L’association genevoise PRISM (Promotion des Réseaux Intégrés des Soins aux Malades) a débuté ses réflexions et ses activités en 2009. Partant d’une analyse sur les coûts croissants de notre système de santé, nous avons esquissé des scénarios de prise en charge médicale ambulatoire avec deux objectifs : préserver les attentes du patient en l’intégrant dans le processus décisionnel, et assurer des soins de haute qualité.

En Suisse

En Suisse, 80 % des patients de plus de 65 ans présentent au moins une pathologie chronique. Parmi ceux-ci, 10-15 % devraient bénéficier de l’intégration des soins.

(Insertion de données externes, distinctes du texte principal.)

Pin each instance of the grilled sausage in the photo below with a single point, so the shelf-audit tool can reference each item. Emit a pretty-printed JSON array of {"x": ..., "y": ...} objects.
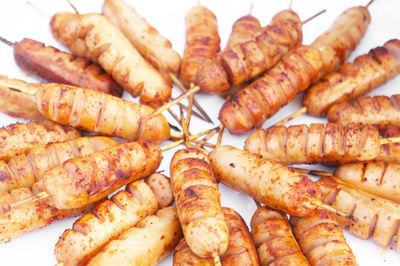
[
  {"x": 109, "y": 219},
  {"x": 244, "y": 29},
  {"x": 351, "y": 26},
  {"x": 249, "y": 59},
  {"x": 20, "y": 138},
  {"x": 241, "y": 250},
  {"x": 93, "y": 36},
  {"x": 198, "y": 201},
  {"x": 202, "y": 42},
  {"x": 83, "y": 180},
  {"x": 101, "y": 113},
  {"x": 274, "y": 239},
  {"x": 15, "y": 104},
  {"x": 53, "y": 65},
  {"x": 366, "y": 73},
  {"x": 266, "y": 181},
  {"x": 29, "y": 217},
  {"x": 321, "y": 239},
  {"x": 377, "y": 178},
  {"x": 251, "y": 106},
  {"x": 371, "y": 215},
  {"x": 25, "y": 169},
  {"x": 317, "y": 143},
  {"x": 156, "y": 49},
  {"x": 377, "y": 110},
  {"x": 151, "y": 240},
  {"x": 390, "y": 153}
]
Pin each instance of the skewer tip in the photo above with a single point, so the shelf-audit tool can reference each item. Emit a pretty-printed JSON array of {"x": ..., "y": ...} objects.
[
  {"x": 369, "y": 3},
  {"x": 10, "y": 43},
  {"x": 216, "y": 259},
  {"x": 389, "y": 140},
  {"x": 251, "y": 8}
]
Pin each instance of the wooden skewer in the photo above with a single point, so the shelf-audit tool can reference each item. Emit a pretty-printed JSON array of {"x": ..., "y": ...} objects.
[
  {"x": 290, "y": 4},
  {"x": 169, "y": 104},
  {"x": 184, "y": 107},
  {"x": 203, "y": 142},
  {"x": 73, "y": 7},
  {"x": 40, "y": 196},
  {"x": 185, "y": 130},
  {"x": 10, "y": 43},
  {"x": 216, "y": 259},
  {"x": 389, "y": 140},
  {"x": 312, "y": 172},
  {"x": 191, "y": 138},
  {"x": 220, "y": 133},
  {"x": 369, "y": 3},
  {"x": 322, "y": 205},
  {"x": 176, "y": 81},
  {"x": 189, "y": 114},
  {"x": 257, "y": 204},
  {"x": 173, "y": 115},
  {"x": 251, "y": 8}
]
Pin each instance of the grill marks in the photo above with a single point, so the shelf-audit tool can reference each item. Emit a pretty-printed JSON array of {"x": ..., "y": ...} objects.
[
  {"x": 351, "y": 80},
  {"x": 326, "y": 143},
  {"x": 273, "y": 238},
  {"x": 321, "y": 239},
  {"x": 246, "y": 60},
  {"x": 371, "y": 214},
  {"x": 265, "y": 96},
  {"x": 377, "y": 110}
]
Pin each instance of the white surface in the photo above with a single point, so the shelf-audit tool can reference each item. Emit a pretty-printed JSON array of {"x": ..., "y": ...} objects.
[{"x": 18, "y": 20}]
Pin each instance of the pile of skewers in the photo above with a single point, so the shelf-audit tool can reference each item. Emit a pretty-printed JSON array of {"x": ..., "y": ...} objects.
[{"x": 51, "y": 169}]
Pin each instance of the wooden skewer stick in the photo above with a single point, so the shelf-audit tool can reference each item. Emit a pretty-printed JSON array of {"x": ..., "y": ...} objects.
[
  {"x": 169, "y": 104},
  {"x": 313, "y": 16},
  {"x": 216, "y": 259},
  {"x": 290, "y": 5},
  {"x": 189, "y": 114},
  {"x": 10, "y": 43},
  {"x": 176, "y": 81},
  {"x": 184, "y": 107},
  {"x": 40, "y": 196},
  {"x": 369, "y": 3},
  {"x": 301, "y": 111},
  {"x": 220, "y": 133},
  {"x": 322, "y": 205},
  {"x": 200, "y": 143},
  {"x": 203, "y": 142},
  {"x": 191, "y": 138},
  {"x": 185, "y": 130},
  {"x": 173, "y": 115},
  {"x": 312, "y": 172},
  {"x": 38, "y": 9},
  {"x": 389, "y": 140},
  {"x": 73, "y": 7},
  {"x": 251, "y": 8}
]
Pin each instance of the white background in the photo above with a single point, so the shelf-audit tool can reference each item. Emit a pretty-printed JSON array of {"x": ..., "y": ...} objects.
[{"x": 18, "y": 20}]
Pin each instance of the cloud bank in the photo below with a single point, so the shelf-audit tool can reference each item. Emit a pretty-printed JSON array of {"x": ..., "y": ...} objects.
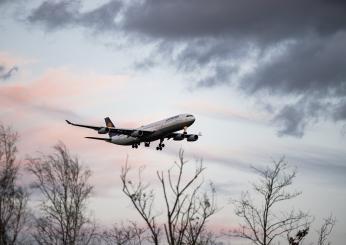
[{"x": 288, "y": 50}]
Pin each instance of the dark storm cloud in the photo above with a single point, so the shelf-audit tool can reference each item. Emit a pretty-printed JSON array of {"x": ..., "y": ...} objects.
[
  {"x": 54, "y": 15},
  {"x": 304, "y": 40},
  {"x": 268, "y": 20},
  {"x": 6, "y": 74}
]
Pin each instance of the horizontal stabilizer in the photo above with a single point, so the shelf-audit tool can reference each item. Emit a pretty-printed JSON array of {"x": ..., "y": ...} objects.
[{"x": 96, "y": 138}]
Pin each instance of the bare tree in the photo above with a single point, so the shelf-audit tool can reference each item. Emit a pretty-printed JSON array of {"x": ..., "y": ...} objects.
[
  {"x": 142, "y": 199},
  {"x": 261, "y": 223},
  {"x": 187, "y": 209},
  {"x": 13, "y": 198},
  {"x": 325, "y": 230},
  {"x": 63, "y": 183},
  {"x": 131, "y": 234},
  {"x": 298, "y": 237}
]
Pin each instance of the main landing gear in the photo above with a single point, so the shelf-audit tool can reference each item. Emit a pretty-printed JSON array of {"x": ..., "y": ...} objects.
[{"x": 160, "y": 146}]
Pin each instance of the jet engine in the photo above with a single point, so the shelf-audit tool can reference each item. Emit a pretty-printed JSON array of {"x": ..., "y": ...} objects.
[
  {"x": 192, "y": 137},
  {"x": 137, "y": 133},
  {"x": 178, "y": 137},
  {"x": 103, "y": 130}
]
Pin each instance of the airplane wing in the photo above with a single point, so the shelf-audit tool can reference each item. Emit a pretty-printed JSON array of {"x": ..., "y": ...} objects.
[
  {"x": 97, "y": 138},
  {"x": 129, "y": 132},
  {"x": 181, "y": 136}
]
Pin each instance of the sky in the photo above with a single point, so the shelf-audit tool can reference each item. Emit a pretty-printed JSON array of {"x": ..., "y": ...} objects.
[{"x": 264, "y": 79}]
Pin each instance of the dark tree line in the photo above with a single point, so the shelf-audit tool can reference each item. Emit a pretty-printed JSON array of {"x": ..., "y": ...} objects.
[{"x": 62, "y": 184}]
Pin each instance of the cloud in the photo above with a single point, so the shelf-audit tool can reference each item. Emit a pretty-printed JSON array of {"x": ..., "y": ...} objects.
[
  {"x": 4, "y": 75},
  {"x": 53, "y": 15},
  {"x": 55, "y": 95},
  {"x": 291, "y": 49}
]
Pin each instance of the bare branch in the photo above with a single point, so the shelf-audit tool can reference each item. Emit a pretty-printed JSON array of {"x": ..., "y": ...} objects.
[
  {"x": 13, "y": 198},
  {"x": 63, "y": 183},
  {"x": 261, "y": 224}
]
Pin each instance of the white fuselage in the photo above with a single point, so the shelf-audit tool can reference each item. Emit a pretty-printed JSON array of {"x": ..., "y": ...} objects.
[{"x": 161, "y": 129}]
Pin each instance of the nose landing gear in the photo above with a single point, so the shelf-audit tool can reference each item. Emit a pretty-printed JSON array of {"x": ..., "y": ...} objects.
[{"x": 160, "y": 146}]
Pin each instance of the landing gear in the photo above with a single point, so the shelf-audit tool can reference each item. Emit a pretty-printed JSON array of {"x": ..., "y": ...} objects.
[
  {"x": 185, "y": 128},
  {"x": 160, "y": 146}
]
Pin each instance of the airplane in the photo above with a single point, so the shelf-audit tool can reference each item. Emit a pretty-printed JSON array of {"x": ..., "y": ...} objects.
[{"x": 160, "y": 130}]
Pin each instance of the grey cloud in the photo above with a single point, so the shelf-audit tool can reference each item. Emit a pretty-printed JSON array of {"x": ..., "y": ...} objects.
[
  {"x": 256, "y": 20},
  {"x": 53, "y": 15},
  {"x": 4, "y": 75},
  {"x": 216, "y": 36}
]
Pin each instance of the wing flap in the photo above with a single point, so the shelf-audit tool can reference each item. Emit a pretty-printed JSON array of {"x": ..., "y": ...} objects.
[{"x": 97, "y": 138}]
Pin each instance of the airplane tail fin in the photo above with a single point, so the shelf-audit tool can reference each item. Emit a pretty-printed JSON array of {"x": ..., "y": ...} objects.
[{"x": 109, "y": 124}]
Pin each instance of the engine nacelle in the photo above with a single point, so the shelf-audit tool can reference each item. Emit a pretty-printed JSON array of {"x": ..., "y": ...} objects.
[
  {"x": 137, "y": 133},
  {"x": 178, "y": 137},
  {"x": 192, "y": 137},
  {"x": 103, "y": 130}
]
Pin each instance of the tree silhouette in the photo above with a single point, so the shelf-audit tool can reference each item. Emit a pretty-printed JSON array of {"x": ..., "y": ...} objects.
[
  {"x": 187, "y": 209},
  {"x": 325, "y": 230},
  {"x": 63, "y": 183},
  {"x": 13, "y": 198},
  {"x": 261, "y": 223}
]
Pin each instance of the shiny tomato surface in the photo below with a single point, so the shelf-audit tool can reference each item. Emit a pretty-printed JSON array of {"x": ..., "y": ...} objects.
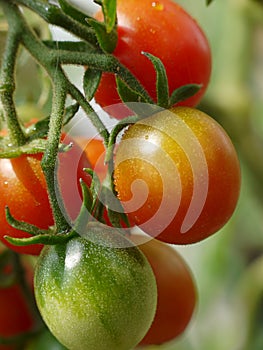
[{"x": 164, "y": 29}]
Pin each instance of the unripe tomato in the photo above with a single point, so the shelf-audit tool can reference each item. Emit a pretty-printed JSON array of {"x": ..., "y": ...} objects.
[
  {"x": 164, "y": 29},
  {"x": 96, "y": 292},
  {"x": 175, "y": 288},
  {"x": 177, "y": 175},
  {"x": 16, "y": 316}
]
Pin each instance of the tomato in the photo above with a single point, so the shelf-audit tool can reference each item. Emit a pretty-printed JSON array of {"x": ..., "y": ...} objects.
[
  {"x": 45, "y": 341},
  {"x": 95, "y": 152},
  {"x": 177, "y": 175},
  {"x": 96, "y": 292},
  {"x": 23, "y": 189},
  {"x": 175, "y": 288},
  {"x": 167, "y": 31},
  {"x": 16, "y": 316}
]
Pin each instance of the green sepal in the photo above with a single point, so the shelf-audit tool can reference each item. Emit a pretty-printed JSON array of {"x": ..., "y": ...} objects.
[
  {"x": 162, "y": 87},
  {"x": 21, "y": 225},
  {"x": 183, "y": 92},
  {"x": 91, "y": 82},
  {"x": 109, "y": 12},
  {"x": 45, "y": 239},
  {"x": 72, "y": 12},
  {"x": 33, "y": 147},
  {"x": 7, "y": 279},
  {"x": 126, "y": 93},
  {"x": 70, "y": 112},
  {"x": 114, "y": 134},
  {"x": 106, "y": 40}
]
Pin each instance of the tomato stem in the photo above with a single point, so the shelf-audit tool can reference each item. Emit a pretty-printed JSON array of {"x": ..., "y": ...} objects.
[
  {"x": 7, "y": 88},
  {"x": 50, "y": 157},
  {"x": 54, "y": 15}
]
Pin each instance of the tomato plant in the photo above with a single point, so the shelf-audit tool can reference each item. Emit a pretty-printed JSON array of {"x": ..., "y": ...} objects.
[
  {"x": 95, "y": 292},
  {"x": 184, "y": 175},
  {"x": 23, "y": 189},
  {"x": 163, "y": 29},
  {"x": 16, "y": 316},
  {"x": 175, "y": 289},
  {"x": 95, "y": 152}
]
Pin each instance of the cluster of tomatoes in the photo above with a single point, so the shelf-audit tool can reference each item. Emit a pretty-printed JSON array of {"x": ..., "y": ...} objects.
[{"x": 177, "y": 176}]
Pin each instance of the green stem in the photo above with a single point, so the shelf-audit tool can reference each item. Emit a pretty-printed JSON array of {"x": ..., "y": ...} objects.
[
  {"x": 106, "y": 63},
  {"x": 53, "y": 15},
  {"x": 78, "y": 96},
  {"x": 49, "y": 160},
  {"x": 7, "y": 81}
]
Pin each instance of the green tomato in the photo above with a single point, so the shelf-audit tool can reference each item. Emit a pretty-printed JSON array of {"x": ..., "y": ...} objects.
[
  {"x": 96, "y": 292},
  {"x": 45, "y": 341}
]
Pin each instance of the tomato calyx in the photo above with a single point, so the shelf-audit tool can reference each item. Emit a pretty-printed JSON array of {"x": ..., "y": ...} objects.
[{"x": 162, "y": 87}]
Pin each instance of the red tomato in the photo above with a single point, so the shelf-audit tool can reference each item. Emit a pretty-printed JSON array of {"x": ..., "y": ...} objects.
[
  {"x": 23, "y": 190},
  {"x": 167, "y": 31},
  {"x": 175, "y": 288},
  {"x": 177, "y": 175}
]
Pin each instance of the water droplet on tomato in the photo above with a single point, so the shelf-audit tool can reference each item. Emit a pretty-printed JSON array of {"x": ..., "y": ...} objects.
[{"x": 157, "y": 5}]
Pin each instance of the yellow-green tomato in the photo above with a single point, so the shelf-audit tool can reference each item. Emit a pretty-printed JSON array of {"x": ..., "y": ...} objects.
[
  {"x": 178, "y": 176},
  {"x": 96, "y": 292}
]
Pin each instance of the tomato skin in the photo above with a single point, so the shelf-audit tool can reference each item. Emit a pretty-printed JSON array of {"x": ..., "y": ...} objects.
[
  {"x": 167, "y": 31},
  {"x": 95, "y": 152},
  {"x": 176, "y": 290},
  {"x": 201, "y": 174},
  {"x": 16, "y": 317},
  {"x": 23, "y": 189},
  {"x": 93, "y": 294}
]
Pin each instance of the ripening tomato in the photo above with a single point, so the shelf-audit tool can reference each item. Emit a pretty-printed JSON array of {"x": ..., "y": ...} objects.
[
  {"x": 95, "y": 152},
  {"x": 97, "y": 291},
  {"x": 23, "y": 189},
  {"x": 176, "y": 290},
  {"x": 177, "y": 175},
  {"x": 166, "y": 30}
]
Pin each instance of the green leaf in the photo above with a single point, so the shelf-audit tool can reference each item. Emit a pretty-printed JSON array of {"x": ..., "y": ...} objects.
[
  {"x": 107, "y": 40},
  {"x": 72, "y": 12},
  {"x": 126, "y": 93},
  {"x": 21, "y": 225},
  {"x": 91, "y": 82},
  {"x": 162, "y": 87},
  {"x": 109, "y": 12},
  {"x": 70, "y": 113},
  {"x": 183, "y": 92}
]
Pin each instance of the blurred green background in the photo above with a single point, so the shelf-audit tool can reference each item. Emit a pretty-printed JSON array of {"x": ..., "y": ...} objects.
[{"x": 228, "y": 267}]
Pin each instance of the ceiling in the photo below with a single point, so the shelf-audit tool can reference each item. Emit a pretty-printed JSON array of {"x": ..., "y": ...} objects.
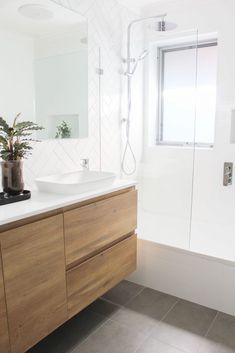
[
  {"x": 137, "y": 4},
  {"x": 62, "y": 19}
]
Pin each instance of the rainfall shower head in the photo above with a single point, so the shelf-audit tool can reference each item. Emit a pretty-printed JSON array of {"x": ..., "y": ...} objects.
[
  {"x": 143, "y": 55},
  {"x": 162, "y": 26}
]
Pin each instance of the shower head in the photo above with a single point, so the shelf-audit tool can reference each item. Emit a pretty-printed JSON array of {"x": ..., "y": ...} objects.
[
  {"x": 143, "y": 55},
  {"x": 162, "y": 26}
]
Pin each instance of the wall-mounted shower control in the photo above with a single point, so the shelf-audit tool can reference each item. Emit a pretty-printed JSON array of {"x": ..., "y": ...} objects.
[{"x": 228, "y": 173}]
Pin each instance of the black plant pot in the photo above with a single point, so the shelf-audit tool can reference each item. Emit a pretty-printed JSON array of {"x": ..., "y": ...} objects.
[{"x": 12, "y": 177}]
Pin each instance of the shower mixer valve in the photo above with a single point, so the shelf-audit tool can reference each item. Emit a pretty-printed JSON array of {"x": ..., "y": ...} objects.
[{"x": 228, "y": 174}]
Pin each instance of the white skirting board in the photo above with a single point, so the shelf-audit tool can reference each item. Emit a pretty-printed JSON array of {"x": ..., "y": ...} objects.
[{"x": 197, "y": 278}]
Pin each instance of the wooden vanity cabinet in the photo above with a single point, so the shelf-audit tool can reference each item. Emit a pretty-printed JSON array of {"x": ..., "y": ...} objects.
[
  {"x": 94, "y": 277},
  {"x": 35, "y": 285},
  {"x": 54, "y": 265},
  {"x": 95, "y": 226},
  {"x": 4, "y": 338}
]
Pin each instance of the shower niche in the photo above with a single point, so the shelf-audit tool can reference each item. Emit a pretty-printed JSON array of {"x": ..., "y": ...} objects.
[{"x": 44, "y": 67}]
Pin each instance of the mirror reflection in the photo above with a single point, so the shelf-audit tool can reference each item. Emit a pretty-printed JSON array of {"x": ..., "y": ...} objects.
[{"x": 44, "y": 67}]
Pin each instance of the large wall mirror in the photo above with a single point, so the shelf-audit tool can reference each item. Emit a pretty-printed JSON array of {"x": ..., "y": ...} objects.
[{"x": 44, "y": 67}]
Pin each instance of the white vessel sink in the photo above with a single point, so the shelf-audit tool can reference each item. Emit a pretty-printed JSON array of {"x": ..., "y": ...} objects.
[{"x": 75, "y": 182}]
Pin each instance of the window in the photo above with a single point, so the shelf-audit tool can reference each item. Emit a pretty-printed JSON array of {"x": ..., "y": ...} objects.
[{"x": 187, "y": 94}]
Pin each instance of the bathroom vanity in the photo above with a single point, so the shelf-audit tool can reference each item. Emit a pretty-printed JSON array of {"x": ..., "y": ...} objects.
[{"x": 54, "y": 263}]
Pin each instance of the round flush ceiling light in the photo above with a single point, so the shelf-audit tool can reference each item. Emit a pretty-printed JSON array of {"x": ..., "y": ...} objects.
[{"x": 36, "y": 12}]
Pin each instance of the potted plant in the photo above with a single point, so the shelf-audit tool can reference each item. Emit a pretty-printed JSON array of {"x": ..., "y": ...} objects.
[
  {"x": 63, "y": 131},
  {"x": 14, "y": 146}
]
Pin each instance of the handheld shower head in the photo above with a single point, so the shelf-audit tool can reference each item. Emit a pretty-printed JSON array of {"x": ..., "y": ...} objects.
[
  {"x": 143, "y": 55},
  {"x": 162, "y": 26}
]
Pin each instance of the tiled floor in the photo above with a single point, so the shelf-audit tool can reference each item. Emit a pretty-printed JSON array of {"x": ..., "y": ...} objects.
[{"x": 134, "y": 319}]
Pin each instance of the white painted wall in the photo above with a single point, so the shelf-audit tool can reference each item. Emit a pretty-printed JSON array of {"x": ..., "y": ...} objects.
[
  {"x": 166, "y": 181},
  {"x": 167, "y": 172},
  {"x": 17, "y": 76}
]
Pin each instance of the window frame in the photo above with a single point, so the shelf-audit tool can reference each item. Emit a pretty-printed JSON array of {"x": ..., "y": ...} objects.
[{"x": 161, "y": 51}]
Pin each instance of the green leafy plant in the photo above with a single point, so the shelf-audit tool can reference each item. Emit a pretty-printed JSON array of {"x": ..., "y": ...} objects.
[
  {"x": 15, "y": 141},
  {"x": 63, "y": 131}
]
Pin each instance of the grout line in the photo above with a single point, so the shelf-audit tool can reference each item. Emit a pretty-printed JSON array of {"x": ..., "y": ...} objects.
[
  {"x": 136, "y": 295},
  {"x": 171, "y": 308},
  {"x": 212, "y": 324},
  {"x": 110, "y": 302},
  {"x": 208, "y": 330}
]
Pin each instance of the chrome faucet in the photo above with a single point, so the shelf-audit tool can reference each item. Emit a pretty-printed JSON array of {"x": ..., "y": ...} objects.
[{"x": 85, "y": 163}]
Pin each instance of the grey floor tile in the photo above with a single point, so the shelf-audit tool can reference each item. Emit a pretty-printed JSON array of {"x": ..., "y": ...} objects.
[
  {"x": 151, "y": 345},
  {"x": 145, "y": 311},
  {"x": 221, "y": 337},
  {"x": 152, "y": 304},
  {"x": 209, "y": 346},
  {"x": 71, "y": 334},
  {"x": 185, "y": 326},
  {"x": 123, "y": 292},
  {"x": 104, "y": 308},
  {"x": 112, "y": 338}
]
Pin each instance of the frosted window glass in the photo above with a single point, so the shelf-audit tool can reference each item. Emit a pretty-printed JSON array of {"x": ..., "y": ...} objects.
[{"x": 183, "y": 70}]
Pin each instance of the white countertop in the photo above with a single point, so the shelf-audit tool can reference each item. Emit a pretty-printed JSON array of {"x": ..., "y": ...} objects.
[{"x": 45, "y": 202}]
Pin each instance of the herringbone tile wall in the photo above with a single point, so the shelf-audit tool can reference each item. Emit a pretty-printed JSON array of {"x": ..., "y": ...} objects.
[{"x": 107, "y": 26}]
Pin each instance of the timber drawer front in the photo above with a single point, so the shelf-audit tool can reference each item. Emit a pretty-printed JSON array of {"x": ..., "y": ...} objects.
[
  {"x": 94, "y": 277},
  {"x": 90, "y": 228},
  {"x": 34, "y": 274},
  {"x": 55, "y": 264}
]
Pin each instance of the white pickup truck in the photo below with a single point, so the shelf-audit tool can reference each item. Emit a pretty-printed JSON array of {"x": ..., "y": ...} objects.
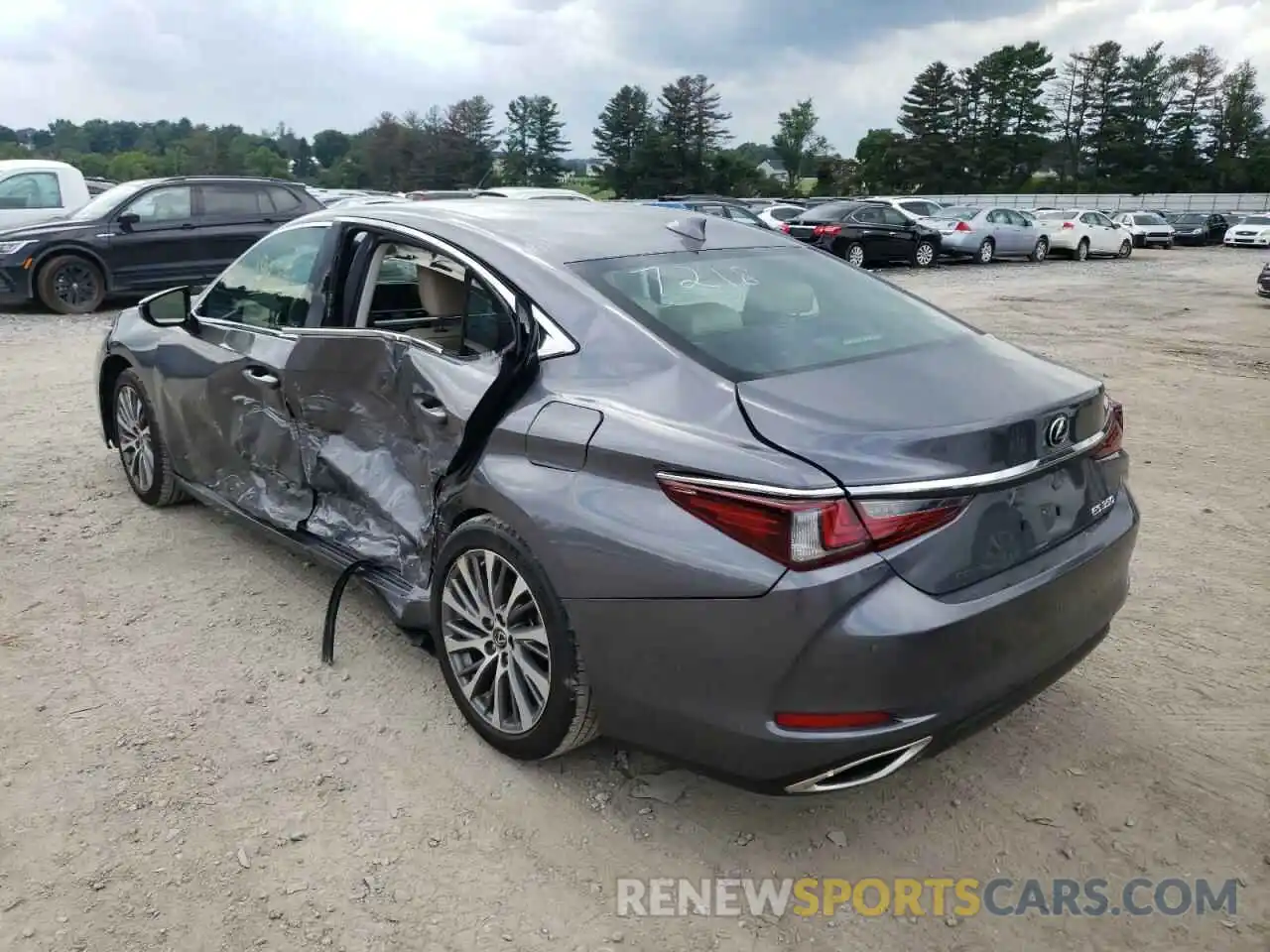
[{"x": 36, "y": 189}]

Cette catégorie de patients représente une casuistique de plusieurs milliers de patients à Genève et, au vu de l’espérance de vie qui s’accroit et par conséquence de l’augmentation des maladies chroniques, nous sommes en présence d’un phénomène épidémiologique, humain et financier plus qu’important. L’amélioration et la transformation de certaines prises en charge ambulatoires doivent favoriser l’intégration des soins, la diffusion des innovations informatiques et de communication, et pallier la fragmentation des soins liée à l’hyperspécialisation de la médecine.

Une des réformes les plus urgentes et probablement les plus novatrices réside dans la mise en place de pratiques interprofessionnelles. En effet, la fragmentation des soins impose une amélioration de la coordination et une intégration des prises en charge; cette coordination est essentielle et elle devient un élément clé de la réforme du système. PRISM en a fait le coeur de son activité.

Activités

L’importance du travail effectué, ainsi que des collaborations fructueuses – entre PRISM, imad, la Direction Générale de la Santé genevoise, Cité Générations, l’AMG et les HUG – ont contribué à améliorer la qualité des prestations. L’approche novatrice élaborée par PRISM et ses partenaires pour le patient complexe est composée des deux éléments suivants :

a) des séances de coordination interprofessionnelles / interinstitutionnelles réunissant les malades, leurs proches, le médecin traitant et l’infirmière à domicile ;

b) la formalisation des décisions prises lors de ces séances sous la forme d’un Plan de Soins Partagé informatisé (ePSP), complété à terme par un Plan de médication Partagé (ePMP).